A partir das relações estabelecidas nessas condições, as paixões sofridas por tais sujeitos têm como base um querer fazer disjuntivo, ou, então, um não querer ser, em virtude da atribuição de um estado disjuntivo a Luzia. Os processos identitários aqui incorporados tendem à exclusão, uma vez que o distanciamento é acentuado ao longo da narrativa.

Quanto a Luzia, temos que o(s) simulacros de si por ela construído(s) decorre(m) inicialmente de seu auto(des)conhecimento, sofrendo também a interferência do julgamento de outros atores no decorrer da narrativa. Entretanto, ao longo da narrativa, verifica-se uma mudança, ou até mesmo uma oscilação, no(s) simulacro(s) que ela constrói de si, sendo o estado passional do ciúme, que se instaura ao longo do romance, um fator decisivo para operar tal oscilação verificada: uma vez tomada pelo ciúme, Luzia submete Alexandre à mesma dor a que aquela sociedade a submete e passa a conhecer os seus mais ocultos instintos. Cometido o erro, a base de julgamento de Luzia sobre si mesma passa a ser também o senso comum, incidindo não sobre sua sexualidade, cuja feminilidade só se intensifica, mas sobre sua moralidade, causa de seu julgamento errôneo sobre Alexandre. Dessa maneira, os simulacros de si construídos pela protagonista ora são situados no âmbito do primeiro macrossimulacro e ora do segundo macrossimulacro.

A configuração patêmica e os processos identitários dos atores analisados são aqui considerados de modo complementar. Do ponto de vista dos processos identitários, podemos verificar que aqueles atores os quais a julgaram sob o ponto de vista do senso comum mantiveram com Luzia relações de maior distanciamento, cujas marcas incidiam inclusive sobre as paixões sofridas, em suas configurações predominantemente disfóricas.

Do mesmo modo, aqueles associados ao conhecimento científico e jurídico também tem suas relações marcadas pelo distanciamento, porém trata-se de um distanciamento objetivante o qual permitiria um julgamento mais imparcial, ou mesmo “justo”. O sema do distanciamento, conforme foi demonstrado individualmente em cada seção, está presente tanto na configuração passional da curiosidade quanto da piedade.

Já aqueles que se identificaram com Luzia, cujo conhecimento do seu ser ocorreu mediante respectivas experiências, todas elas a partir de uma revelação inesperada, seja no banho de Luzia, descrito anteriormente, ou no salvamento de Raulino, guardam marcas em sua configuração patêmica do processo de assimilação.
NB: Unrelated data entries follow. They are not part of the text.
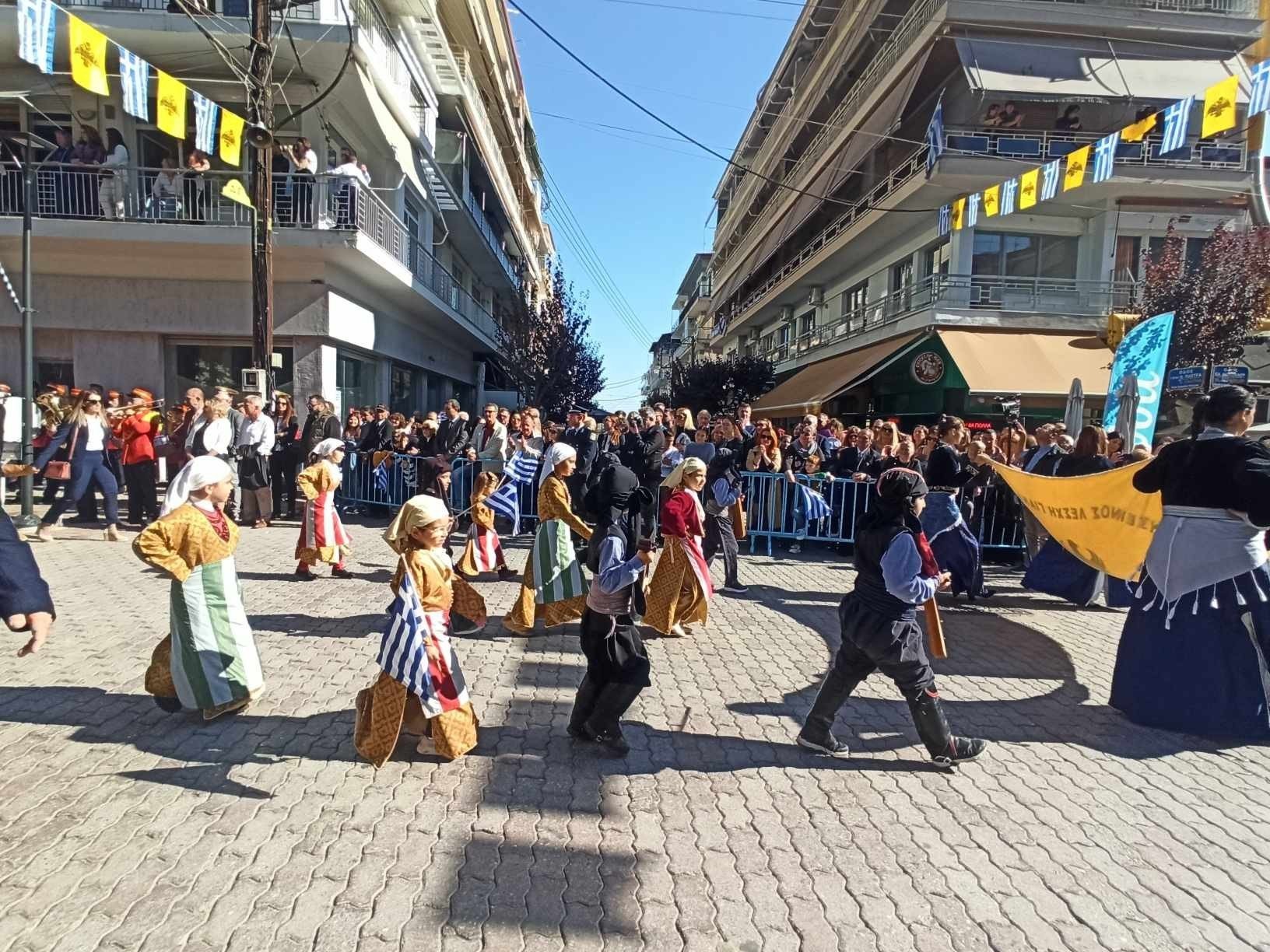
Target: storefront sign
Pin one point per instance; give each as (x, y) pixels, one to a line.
(928, 367)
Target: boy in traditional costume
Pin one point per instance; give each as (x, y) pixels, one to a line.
(896, 572)
(484, 551)
(421, 688)
(323, 537)
(617, 664)
(553, 576)
(209, 662)
(681, 588)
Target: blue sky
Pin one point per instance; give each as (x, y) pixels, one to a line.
(643, 198)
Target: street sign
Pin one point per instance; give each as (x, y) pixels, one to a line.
(1230, 375)
(1185, 379)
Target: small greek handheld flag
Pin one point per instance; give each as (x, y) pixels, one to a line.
(1051, 176)
(521, 467)
(135, 76)
(1177, 126)
(206, 114)
(935, 138)
(1259, 100)
(1104, 156)
(506, 500)
(36, 32)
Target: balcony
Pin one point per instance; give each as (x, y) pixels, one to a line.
(966, 292)
(325, 203)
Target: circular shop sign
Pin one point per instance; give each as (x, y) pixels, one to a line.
(928, 367)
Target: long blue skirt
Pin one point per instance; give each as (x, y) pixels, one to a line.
(1203, 672)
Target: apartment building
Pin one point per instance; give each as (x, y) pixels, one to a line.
(845, 279)
(390, 292)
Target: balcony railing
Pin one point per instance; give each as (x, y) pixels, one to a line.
(1061, 296)
(321, 202)
(1042, 146)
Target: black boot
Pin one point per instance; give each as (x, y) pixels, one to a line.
(817, 734)
(932, 727)
(583, 706)
(604, 725)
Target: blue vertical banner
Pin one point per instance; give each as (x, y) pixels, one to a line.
(1143, 352)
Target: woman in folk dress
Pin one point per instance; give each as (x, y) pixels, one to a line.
(681, 588)
(563, 596)
(209, 660)
(323, 537)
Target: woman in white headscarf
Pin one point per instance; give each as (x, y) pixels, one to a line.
(209, 660)
(562, 590)
(323, 537)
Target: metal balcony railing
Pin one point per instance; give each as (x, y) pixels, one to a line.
(173, 197)
(1062, 296)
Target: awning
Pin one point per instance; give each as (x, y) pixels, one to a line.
(1090, 68)
(1034, 365)
(808, 389)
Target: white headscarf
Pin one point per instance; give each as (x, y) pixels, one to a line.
(198, 472)
(556, 453)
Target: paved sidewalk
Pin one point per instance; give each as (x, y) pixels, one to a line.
(125, 828)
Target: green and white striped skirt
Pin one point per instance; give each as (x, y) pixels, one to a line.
(213, 658)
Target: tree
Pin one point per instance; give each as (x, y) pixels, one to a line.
(552, 359)
(721, 383)
(1217, 305)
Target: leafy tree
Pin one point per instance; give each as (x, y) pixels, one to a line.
(721, 383)
(1218, 305)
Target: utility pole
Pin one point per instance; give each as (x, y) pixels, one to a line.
(262, 193)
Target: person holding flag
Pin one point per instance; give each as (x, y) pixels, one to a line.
(896, 572)
(681, 588)
(421, 687)
(484, 551)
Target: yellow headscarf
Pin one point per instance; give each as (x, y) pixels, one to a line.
(418, 513)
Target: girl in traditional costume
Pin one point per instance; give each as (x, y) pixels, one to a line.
(954, 544)
(1195, 650)
(323, 537)
(421, 688)
(617, 665)
(681, 588)
(484, 551)
(209, 660)
(553, 576)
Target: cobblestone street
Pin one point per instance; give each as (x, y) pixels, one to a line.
(126, 828)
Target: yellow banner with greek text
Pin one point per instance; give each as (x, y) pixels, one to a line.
(1101, 520)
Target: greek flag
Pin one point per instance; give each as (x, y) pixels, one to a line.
(1259, 100)
(1052, 174)
(1177, 126)
(206, 114)
(36, 30)
(1104, 156)
(135, 76)
(1009, 192)
(935, 138)
(437, 681)
(506, 500)
(521, 467)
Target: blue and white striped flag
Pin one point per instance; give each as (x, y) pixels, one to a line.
(1104, 156)
(36, 30)
(1177, 126)
(1051, 174)
(935, 138)
(206, 114)
(1009, 192)
(521, 467)
(135, 78)
(506, 500)
(1259, 100)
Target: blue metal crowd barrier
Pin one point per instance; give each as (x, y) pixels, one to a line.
(775, 509)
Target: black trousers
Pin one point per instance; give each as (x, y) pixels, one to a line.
(142, 495)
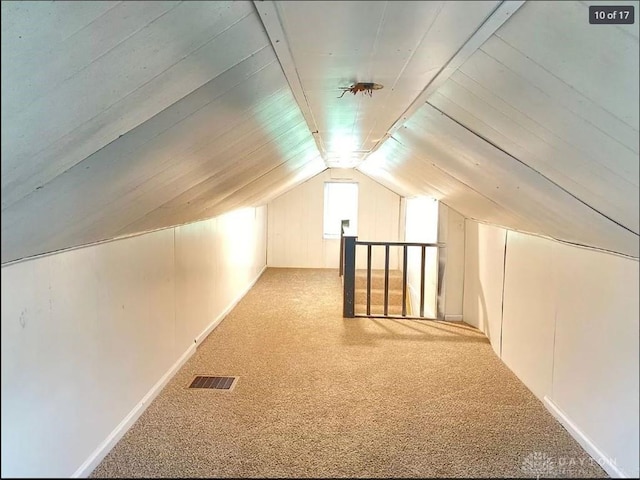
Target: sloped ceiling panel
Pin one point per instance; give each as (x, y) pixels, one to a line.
(402, 45)
(541, 121)
(199, 114)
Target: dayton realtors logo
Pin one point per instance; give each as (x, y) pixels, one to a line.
(539, 464)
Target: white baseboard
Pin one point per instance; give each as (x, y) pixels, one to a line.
(607, 464)
(105, 447)
(205, 333)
Dessa forma, guardadas as particularidades de cada relação, podemos verificar essencialmente a existência dos seguintes simulacros no âmbito do enunciado: o primeiro é referente à configuração de uma Luzia feminina e bonita, extraordinariamente forte (poderosa),

sem “pechas” no corpo e na alma, porém soberba. Já o segundo simulacro compõe a figura de

uma mulher masculinizada pela força, manifestada inclusive por seus músculos, cujo distanciamento físico não decorre do seu distanciamento moral, mas sim de sua soberba, uma vez que é semelhante àqueles que a julgam.

Quanto a Paul, verifica-se uma ocorrência interessante, uma vez que não há uma reiteração do seu ponto de vista ao longo da narrativa, e porque o simulacro de Luzia construído se configura apenas como a aparição de uma forma (a forma de mulher) extraordinária, marcada pela força, a qual serviria de base para as subjetivações posteriores.

Por fim, o simulacro de Luzia construído segundo ela mesma sofre alteração, partindo do primeiro simulacro síntese, exemplo de virtude, ao segundo simulacro síntese mencionado anteriormente. A este último simulacro síntese, acrescentamos a questão da fraqueza e da impotência, figurativizadas, respectivamente, pelo julgamento errôneo de Alexandre e pela derrota de Luzia diante de Crapiúna (que teve o olho arrancado por ela) e a mata quando ela sai em defesa de Teresinha.